Industrie cosmétique & durabilité, retour sur le Sustainable Cosmetics Summit

En fin d’année 2012, se tenait la dernière édition européenne du Sustainable Cosmetics Summit à Paris, organisée par le cabinet d’études Organic Monitor. Près de 150 représentants de l’industrie de la beauté ont profité de ce rassemblement pour échanger sur les problématiques de développement durable : meilleures pratiques et nouvelles technologies, ingrédients naturels, partage d’expériences,…. Retour sur cet événement et principaux enseignements à tirer, selon Premium Beauty News.

#1 Présentation de l’initiative ’We Care’ de Beiersdorf

D’ici 2020, l’enseigne prévoit une réduction de 30% de l’empreinte carbone de ses cosmétiques, de générer la moitié de ses ventes avec des produits ayant une empreinte environnementale significativement réduite, et de contribuer à l’éducation d’un demi-million d’enfants dans les pays en développement. Il a été souligné que le succès d’un tel programme de durabilité dépend d’abord de l’engagement du top-management.

#2 Principaux défis de l’industrie cosmétique

Ont été soulevé les deux principaux défis que sont l’accès au marché chinois en raison de sa position sur les tests sur animaux (en Chine, ces derniers sont obligatoires) et la durabilité de l’huile de palme et des espèces botaniques sauvages récoltées dans la nature.

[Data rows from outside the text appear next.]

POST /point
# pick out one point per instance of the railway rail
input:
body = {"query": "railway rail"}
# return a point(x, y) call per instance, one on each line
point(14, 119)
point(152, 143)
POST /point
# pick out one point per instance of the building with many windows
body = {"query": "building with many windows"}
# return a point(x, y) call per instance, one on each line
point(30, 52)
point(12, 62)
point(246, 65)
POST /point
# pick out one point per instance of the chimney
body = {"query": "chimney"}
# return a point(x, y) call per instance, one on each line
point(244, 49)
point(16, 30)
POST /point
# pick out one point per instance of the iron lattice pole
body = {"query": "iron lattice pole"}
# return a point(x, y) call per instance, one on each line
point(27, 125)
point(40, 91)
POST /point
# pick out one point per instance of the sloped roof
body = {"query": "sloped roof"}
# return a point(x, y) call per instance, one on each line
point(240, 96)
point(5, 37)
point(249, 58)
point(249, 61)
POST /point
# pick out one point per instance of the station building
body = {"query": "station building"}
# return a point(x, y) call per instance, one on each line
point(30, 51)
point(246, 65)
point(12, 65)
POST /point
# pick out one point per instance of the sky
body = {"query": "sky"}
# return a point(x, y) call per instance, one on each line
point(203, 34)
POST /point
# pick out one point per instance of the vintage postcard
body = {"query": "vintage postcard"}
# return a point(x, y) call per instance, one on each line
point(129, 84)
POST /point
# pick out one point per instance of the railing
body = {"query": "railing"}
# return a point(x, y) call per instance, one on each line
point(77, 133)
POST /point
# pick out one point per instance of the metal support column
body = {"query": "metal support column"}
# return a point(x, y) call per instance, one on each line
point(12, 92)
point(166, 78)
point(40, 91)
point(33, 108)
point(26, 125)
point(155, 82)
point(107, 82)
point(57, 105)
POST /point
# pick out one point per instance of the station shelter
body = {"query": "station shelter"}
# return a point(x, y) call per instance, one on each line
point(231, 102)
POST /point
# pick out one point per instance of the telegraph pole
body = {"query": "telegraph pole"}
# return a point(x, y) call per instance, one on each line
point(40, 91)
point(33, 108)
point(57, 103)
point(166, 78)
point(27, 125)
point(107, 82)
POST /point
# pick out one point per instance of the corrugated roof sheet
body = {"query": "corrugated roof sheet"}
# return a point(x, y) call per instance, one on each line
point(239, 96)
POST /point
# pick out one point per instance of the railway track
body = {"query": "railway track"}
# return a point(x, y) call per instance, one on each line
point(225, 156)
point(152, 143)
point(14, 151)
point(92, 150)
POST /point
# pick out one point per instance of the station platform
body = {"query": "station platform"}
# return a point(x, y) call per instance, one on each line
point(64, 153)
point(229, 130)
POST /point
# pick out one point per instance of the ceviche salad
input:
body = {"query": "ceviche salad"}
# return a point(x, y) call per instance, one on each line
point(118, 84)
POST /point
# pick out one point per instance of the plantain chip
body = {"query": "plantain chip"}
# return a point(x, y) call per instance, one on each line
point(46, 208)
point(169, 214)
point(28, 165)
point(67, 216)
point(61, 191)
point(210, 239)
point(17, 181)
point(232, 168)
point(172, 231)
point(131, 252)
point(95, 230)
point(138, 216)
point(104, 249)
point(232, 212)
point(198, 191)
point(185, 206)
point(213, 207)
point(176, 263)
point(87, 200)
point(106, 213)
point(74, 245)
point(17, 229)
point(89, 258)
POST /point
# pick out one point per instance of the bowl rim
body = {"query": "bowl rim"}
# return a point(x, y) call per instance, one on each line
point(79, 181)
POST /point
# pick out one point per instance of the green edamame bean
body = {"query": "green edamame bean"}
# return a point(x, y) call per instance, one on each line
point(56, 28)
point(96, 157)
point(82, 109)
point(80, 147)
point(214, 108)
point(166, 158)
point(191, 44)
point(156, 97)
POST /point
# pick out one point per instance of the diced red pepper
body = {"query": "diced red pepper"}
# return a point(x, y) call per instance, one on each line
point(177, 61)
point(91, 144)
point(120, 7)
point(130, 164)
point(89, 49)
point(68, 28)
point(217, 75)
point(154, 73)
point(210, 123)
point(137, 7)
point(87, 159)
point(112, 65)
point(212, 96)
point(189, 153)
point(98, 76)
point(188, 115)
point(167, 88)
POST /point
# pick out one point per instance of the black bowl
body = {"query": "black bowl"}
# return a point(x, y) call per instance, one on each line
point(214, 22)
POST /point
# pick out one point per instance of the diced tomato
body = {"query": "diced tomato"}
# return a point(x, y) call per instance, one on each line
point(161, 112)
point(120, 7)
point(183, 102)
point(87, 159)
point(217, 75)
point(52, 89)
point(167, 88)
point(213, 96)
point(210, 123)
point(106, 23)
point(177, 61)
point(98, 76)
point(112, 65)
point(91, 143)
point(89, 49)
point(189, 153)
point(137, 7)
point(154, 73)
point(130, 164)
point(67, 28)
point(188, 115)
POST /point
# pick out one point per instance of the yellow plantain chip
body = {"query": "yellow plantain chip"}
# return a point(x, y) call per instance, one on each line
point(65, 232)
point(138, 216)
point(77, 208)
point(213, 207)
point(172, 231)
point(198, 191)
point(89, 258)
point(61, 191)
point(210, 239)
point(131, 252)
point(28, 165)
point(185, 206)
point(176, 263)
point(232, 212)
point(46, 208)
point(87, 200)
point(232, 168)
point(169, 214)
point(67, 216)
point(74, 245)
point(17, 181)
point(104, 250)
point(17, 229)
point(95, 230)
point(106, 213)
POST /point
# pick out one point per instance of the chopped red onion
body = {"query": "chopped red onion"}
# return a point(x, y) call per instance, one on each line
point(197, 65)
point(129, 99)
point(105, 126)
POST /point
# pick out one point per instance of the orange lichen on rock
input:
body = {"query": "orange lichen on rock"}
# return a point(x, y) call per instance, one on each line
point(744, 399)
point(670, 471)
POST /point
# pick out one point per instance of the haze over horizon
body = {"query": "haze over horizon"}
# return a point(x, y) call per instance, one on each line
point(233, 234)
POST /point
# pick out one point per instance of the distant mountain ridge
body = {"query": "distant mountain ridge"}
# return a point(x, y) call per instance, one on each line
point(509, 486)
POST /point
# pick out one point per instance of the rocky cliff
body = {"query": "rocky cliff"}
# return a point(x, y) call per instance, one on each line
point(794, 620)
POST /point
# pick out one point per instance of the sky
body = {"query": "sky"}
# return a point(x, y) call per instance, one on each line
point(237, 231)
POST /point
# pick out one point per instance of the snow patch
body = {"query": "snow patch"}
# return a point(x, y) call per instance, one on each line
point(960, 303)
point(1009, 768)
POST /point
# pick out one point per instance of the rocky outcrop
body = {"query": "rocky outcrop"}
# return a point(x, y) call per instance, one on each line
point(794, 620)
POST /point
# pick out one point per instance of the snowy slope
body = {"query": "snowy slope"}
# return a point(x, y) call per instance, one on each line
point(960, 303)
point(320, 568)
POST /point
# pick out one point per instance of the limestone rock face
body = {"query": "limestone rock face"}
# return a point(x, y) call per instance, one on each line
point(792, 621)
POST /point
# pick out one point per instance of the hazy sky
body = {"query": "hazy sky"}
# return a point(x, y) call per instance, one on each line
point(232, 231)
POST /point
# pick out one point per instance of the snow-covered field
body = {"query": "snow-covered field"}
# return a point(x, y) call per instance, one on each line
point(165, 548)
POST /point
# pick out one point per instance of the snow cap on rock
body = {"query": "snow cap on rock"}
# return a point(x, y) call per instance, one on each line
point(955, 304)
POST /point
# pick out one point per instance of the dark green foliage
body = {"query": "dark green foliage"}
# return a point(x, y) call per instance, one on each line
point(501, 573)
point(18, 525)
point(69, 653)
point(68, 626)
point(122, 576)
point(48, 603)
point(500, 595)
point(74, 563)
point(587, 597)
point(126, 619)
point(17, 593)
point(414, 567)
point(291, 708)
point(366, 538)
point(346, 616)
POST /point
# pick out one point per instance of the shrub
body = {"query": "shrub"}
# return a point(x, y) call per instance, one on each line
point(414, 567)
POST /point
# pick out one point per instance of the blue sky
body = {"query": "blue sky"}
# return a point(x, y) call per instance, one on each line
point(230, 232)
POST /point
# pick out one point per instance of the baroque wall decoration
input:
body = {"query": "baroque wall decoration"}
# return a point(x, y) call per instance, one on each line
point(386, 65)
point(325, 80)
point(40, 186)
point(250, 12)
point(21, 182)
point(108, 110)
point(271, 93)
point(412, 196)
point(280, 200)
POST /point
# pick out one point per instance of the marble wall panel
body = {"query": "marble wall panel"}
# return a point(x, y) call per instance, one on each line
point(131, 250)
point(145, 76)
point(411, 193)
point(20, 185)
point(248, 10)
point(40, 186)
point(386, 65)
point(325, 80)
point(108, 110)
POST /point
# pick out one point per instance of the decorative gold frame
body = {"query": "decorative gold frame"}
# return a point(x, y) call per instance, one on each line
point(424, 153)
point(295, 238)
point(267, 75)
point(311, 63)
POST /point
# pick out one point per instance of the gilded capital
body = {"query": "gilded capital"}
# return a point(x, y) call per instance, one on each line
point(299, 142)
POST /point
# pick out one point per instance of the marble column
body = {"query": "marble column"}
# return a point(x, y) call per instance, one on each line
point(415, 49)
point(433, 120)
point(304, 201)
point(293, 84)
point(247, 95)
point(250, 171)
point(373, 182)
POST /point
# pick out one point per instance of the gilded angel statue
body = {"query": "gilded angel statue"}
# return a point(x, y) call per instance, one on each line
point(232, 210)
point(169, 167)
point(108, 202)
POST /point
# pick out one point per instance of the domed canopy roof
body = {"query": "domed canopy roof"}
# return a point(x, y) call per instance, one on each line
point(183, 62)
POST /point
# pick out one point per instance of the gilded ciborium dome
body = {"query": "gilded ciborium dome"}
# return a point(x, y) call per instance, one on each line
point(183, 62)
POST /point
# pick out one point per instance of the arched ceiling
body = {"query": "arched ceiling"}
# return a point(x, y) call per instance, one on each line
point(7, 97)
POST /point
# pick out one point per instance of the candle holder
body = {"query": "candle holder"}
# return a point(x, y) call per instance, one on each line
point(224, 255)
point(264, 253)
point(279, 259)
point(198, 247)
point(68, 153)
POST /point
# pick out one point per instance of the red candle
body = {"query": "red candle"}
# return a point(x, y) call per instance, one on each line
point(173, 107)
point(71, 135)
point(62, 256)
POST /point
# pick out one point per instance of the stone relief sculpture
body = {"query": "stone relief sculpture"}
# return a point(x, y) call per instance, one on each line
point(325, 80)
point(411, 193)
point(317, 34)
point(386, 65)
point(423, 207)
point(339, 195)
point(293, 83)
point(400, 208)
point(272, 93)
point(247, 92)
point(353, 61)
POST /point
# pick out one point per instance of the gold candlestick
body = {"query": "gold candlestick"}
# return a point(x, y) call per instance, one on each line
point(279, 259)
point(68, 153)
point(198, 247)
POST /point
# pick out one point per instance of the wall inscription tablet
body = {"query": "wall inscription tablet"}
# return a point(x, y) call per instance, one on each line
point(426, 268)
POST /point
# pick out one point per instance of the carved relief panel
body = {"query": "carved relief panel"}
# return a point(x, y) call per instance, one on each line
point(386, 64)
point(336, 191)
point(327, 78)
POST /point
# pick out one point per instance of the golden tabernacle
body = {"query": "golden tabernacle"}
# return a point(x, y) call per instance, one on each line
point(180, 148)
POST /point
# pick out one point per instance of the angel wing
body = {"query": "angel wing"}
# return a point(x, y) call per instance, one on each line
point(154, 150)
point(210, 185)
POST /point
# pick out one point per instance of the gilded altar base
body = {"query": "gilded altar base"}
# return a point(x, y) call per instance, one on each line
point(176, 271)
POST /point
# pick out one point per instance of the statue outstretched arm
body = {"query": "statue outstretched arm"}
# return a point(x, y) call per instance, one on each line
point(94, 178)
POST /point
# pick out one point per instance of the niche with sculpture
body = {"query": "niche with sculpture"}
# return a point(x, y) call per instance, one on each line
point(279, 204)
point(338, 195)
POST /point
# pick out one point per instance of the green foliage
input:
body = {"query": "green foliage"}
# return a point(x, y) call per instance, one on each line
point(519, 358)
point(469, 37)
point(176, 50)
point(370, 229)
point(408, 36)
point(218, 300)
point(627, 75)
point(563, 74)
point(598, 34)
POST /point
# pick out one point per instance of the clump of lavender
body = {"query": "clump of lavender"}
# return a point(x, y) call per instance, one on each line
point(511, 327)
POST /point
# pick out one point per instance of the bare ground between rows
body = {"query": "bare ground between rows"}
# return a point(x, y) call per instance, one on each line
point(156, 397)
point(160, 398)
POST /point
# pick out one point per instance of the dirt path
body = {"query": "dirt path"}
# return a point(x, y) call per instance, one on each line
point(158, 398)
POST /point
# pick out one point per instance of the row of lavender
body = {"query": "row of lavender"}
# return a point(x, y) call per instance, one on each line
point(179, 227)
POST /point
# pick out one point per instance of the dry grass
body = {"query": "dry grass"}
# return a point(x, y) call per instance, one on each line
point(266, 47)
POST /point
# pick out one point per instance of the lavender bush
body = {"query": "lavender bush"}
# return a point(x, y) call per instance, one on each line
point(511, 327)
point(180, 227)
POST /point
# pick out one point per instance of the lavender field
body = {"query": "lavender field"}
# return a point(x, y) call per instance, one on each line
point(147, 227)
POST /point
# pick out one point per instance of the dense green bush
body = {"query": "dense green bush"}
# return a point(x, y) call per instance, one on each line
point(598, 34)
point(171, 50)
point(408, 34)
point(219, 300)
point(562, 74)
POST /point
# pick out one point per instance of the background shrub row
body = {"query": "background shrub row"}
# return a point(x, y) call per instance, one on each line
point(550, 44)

Concernant les ingrédients issus du monde marin dont l’utilisation croissante a été relevée, Claire Nouvian de l’association Bloom a appelé les industriels à un meilleur contrôle de leur approvisionnement en squalène : de nombreuses enseignes pensent avoir recours à du squalène végétal alors qu’il s’agit de sa version animale, en provenance du foie de requin (voir article à ce sujet). Les algues peuvent être cultivées dans des fermes certifiées pour les applications cosmétiques comme le soulignait la marque allemande Ocean Basis. Resources renouvelables et très disponibles, les algues et micro-algues sont des matières premières en vogue.

A propos des marques de cosmétiques naturelles et bio, le marché devient de plus en plus concurrentiel, notamment à cause du développement des lignes vertes des grands groupes. Il est donc important de se différencier dans ce contexte.

#3 Les outils de communication montants

L’utilisation des réseaux sociaux s’avère être un facteur clé de réussite dans l’industrie de la beauté, un secteur particulièrement marqué par la demande de conseils des consommateurs. Les appareils mobiles contribuent à ces nouveaux rapports entre marques et consommateurs. L’exemple de Estée Lauder, a montré que les bornes interactives installées en boutique offrant par exemple des diagnostics de peau, permettaient d’augmenter les ventes de produits.

#4 Le potentiel du biomimétisme

Le Professeur Monique Simmonds des Jardins botaniques royaux de Kew a appelé l’industrie des cosmétiques à innover en s’inspirant de la nature (principe du biomimétisme). Selon elle, relate Premium Beauty News, les plantes constituent un riche réservoir de principes actifs qui ont évolué pendant des milliers d’années. Elle affirme que les possibilités sont infinies dans la mesure où seul un infime pourcentage de plantes est actuellement utilisé comme matière première cosmétique.